# **NLG Hallucination Detection**

Hallucinations are when a model confidently presents an incorrect or unfactual response to an end user. They are the most popular critizism and risk assosiated with LLMs and natural language generation. Preventing Halluncinations is critical for user safety and application adoption.
  
In general, there are two categories of hallucination prevention:
1. Mitigation: Prevention methods before a response is generated using techniques like Prompt Engineering ("Say I don't know") or RAG
2. Detection: Analyzing the response after it is generated. These can be used in-line to prevent a hallucenated response from being presented to a user

**This notebook** will use Azure PromptFlow to implement 3 techniques of **_halluncination  detection_**. There methods can be used _inline_ with chat or Q&A response to screen responses for hallucinations before being presented to the user. The methods utilized in this notebook are as follows:
1. **Hughes Hallucination Evaluation Model**: Open source Hugues Hallucination Evaluation model (fine-tuned-deberta-v3-base) model for hallucination detection 
2. **Natural Language Inference (NLI) Contradiction Score**: Nli-deberta-v3-base OOS language model to detect contradictions
3. **ChainPoll**: Make multiple calls to GPT4 to poll for halluncination likelihood

Other common hallucination detection methods, such as self-consistency CoT (Chaine of Thought) scoring or SelfCheckGPT, use a sampling method requiring the scoring of multiple LLM generated responses to the same question.
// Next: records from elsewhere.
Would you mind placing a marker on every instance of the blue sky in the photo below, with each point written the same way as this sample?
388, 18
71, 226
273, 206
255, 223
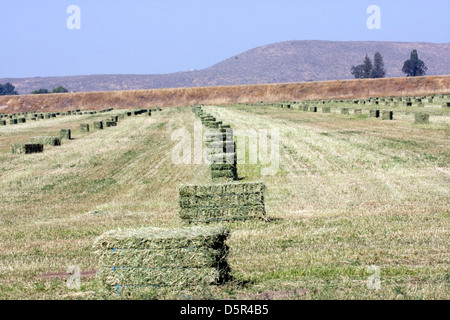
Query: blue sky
163, 36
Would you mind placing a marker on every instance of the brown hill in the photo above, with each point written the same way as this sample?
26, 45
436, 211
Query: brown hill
290, 61
346, 89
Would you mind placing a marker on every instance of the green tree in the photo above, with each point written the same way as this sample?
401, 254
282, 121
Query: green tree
367, 67
60, 89
378, 70
414, 67
40, 91
7, 89
357, 71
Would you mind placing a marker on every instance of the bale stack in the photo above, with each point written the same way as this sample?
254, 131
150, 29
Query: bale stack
421, 118
46, 140
26, 148
222, 202
84, 127
65, 134
160, 263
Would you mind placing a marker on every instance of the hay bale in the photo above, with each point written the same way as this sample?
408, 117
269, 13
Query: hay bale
222, 202
84, 127
98, 125
46, 140
421, 118
387, 115
109, 123
65, 134
374, 113
26, 148
160, 263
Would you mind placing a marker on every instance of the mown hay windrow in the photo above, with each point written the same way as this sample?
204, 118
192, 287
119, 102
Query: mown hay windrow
421, 118
66, 134
221, 202
163, 261
46, 140
26, 148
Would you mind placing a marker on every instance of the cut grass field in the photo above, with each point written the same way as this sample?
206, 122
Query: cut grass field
351, 192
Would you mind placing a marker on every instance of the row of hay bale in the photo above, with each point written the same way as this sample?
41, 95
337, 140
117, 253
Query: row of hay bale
174, 263
419, 117
220, 146
36, 144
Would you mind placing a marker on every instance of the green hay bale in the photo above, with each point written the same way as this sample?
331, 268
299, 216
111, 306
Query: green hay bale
26, 148
98, 125
387, 115
374, 113
65, 134
109, 123
84, 127
46, 140
421, 118
162, 260
222, 202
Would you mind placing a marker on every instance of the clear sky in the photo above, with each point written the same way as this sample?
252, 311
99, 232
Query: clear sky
163, 36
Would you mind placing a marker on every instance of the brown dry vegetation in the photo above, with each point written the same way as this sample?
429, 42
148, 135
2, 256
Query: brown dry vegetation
346, 89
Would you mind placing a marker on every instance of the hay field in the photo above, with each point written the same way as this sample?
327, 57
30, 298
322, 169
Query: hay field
351, 192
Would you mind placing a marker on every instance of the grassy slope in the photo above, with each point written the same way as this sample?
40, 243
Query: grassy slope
352, 192
347, 89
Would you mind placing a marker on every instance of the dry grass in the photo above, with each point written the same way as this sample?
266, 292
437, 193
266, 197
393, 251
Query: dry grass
351, 192
346, 89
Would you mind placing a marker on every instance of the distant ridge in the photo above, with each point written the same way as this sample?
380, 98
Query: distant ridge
289, 61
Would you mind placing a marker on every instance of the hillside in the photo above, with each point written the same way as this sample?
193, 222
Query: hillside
351, 192
290, 61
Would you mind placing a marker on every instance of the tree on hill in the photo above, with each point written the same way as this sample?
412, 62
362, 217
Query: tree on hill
368, 70
7, 89
414, 67
40, 91
60, 89
378, 70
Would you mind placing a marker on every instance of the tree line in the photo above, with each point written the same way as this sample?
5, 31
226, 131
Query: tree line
414, 67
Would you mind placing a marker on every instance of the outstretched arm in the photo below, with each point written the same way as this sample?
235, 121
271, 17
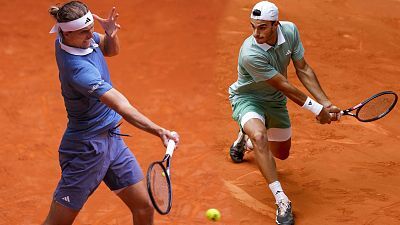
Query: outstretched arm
115, 100
280, 83
310, 81
109, 43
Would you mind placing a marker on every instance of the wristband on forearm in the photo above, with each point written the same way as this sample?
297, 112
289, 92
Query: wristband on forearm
313, 106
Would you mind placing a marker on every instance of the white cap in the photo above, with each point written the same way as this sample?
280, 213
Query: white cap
265, 11
74, 25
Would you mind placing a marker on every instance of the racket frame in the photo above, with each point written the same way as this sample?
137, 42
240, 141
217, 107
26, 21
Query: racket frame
167, 177
358, 107
167, 159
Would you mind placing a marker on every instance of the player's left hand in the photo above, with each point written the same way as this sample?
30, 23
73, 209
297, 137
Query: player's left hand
110, 24
167, 135
335, 112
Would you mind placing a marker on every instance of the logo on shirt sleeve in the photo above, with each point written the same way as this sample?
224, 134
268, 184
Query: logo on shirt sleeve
96, 86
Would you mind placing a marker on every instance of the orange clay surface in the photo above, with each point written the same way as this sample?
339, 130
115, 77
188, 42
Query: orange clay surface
177, 60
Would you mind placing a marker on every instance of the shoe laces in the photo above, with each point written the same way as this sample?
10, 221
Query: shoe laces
283, 207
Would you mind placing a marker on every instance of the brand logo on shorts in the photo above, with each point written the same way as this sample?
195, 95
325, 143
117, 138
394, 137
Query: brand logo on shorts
66, 198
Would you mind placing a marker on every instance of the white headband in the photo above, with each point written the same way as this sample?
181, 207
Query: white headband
265, 11
74, 25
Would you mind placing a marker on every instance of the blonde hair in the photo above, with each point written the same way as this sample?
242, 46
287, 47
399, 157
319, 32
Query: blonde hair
69, 11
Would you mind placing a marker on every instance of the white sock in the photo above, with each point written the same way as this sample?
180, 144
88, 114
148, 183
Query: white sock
277, 191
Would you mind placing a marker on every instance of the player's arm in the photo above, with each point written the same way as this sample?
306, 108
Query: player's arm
280, 83
310, 81
109, 43
115, 100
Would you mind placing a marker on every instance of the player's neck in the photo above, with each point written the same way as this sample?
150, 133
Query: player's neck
273, 40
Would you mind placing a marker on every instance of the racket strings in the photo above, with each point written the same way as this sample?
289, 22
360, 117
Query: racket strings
377, 107
159, 187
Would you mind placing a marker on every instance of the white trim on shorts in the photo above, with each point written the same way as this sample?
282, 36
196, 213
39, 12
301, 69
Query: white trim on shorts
273, 134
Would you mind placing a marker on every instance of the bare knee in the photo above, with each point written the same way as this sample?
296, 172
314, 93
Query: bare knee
146, 208
260, 141
280, 150
282, 155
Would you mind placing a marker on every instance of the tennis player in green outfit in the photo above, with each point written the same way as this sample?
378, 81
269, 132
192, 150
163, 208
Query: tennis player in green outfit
258, 98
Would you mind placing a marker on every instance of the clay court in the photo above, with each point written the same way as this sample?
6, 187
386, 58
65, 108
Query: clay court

This notebook excludes those methods as generating 3-5 responses per question linearly scales token gen. and cost, making solutions like these not viable at scale.

**_Dataset_**
The notebook will use a subsample of the [wiki_bio_gpt3_hallucination](https://huggingface.co/datasets/potsawee/wiki_bio_gpt3_hallucination) human labeled dataset, available on hugging face, to assess hallucination detection results. 

**_Go Deeper_**  
    
- HHEM: [Hughes Hallucination Evaluation Model (HHEM)](https://huggingface.co/vectara/hallucination_evaluation_model)  
- Contradiction Scoring: [With a Little Push, NLI Models can Robustly and Efficiently Predict Faithfulness](https://arxiv.org/pdf/2305.16819.pdf)  
- ChainPoll: [ChainPoll: A High Efficacy Method for LLM Hallucination Detection](https://arxiv.org/pdf/2310.18344v1.pdf)  
  
**_Prerequisites_**  
  
- Ensure that your environment is setup by completing the steps outlines in [0_setup.ipynb](./0_setup.ipynb)

In [None]:
# Import libraries

from azure.ai.ml import MLClient
from azure.identity import DefaultAzureCredential
from datasets import load_dataset
from dotenv import load_dotenv, find_dotenv
from sklearn.metrics import precision_score, recall_score
import pandas as pd
import plotly.express as px
import os

In [None]:
# Get handle to workspace
load_dotenv(find_dotenv(), override=True)
print(os.getenv("WORKSPACE_NAME"))

# authenticate
credential = DefaultAzureCredential()

# Get a handle to the workspace
ml_client = MLClient(
    credential=credential,
    subscription_id = os.environ.get('SUBSCRIPTION_ID'),
    resource_group_name = os.environ.get('RESOURCE_GROUP_NAME'),
    workspace_name = os.environ.get('WORKSPACE_NAME'),
)

## Load and Process Input Data

In [None]:
# Load dataset
wiki_bio = load_dataset("potsawee/wiki_bio_gpt3_hallucination")['evaluation']

# Get subsample
wiki_bio_sample = wiki_bio.filter(lambda wiki_bio, idx: idx % 10 == 0, with_indices=True)

# Convert to pandas
wiki_bio_sample_df = wiki_bio_sample.to_pandas()
display(len(wiki_bio_sample_df))

# Add baseline label column
wiki_bio_sample_df["label"] = 0

display(wiki_bio_sample_df.dtypes)

In [None]:
# Process Data
level = "major_inaccurate" # change to "minor_inaccurate" if you want to include minor inaccuracies


def trim_samples(samples):
    # Trim gpt3_text_samples from 20 to 5
    return samples[:5]

def code_annotations(annotations):
    # Convert to singular binary hallucination classifier
    # If annotation contains (major_inaccurate/minor_inaccurate) then label as 1
    for note in annotations:
        if note == level:
            return 1
    return 0

wiki_bio_sample_df["gpt3_text_samples"] = wiki_bio_sample_df["gpt3_text_samples"].apply(lambda x : trim_samples(x))
wiki_bio_sample_df["gpt3_text_sample_size"] = wiki_bio_sample_df["gpt3_text_samples"].apply(lambda x : len(x)) # validation trim_samples works
wiki_bio_sample_df['label'] = wiki_bio_sample_df['annotation'].apply(lambda x: code_annotations(x))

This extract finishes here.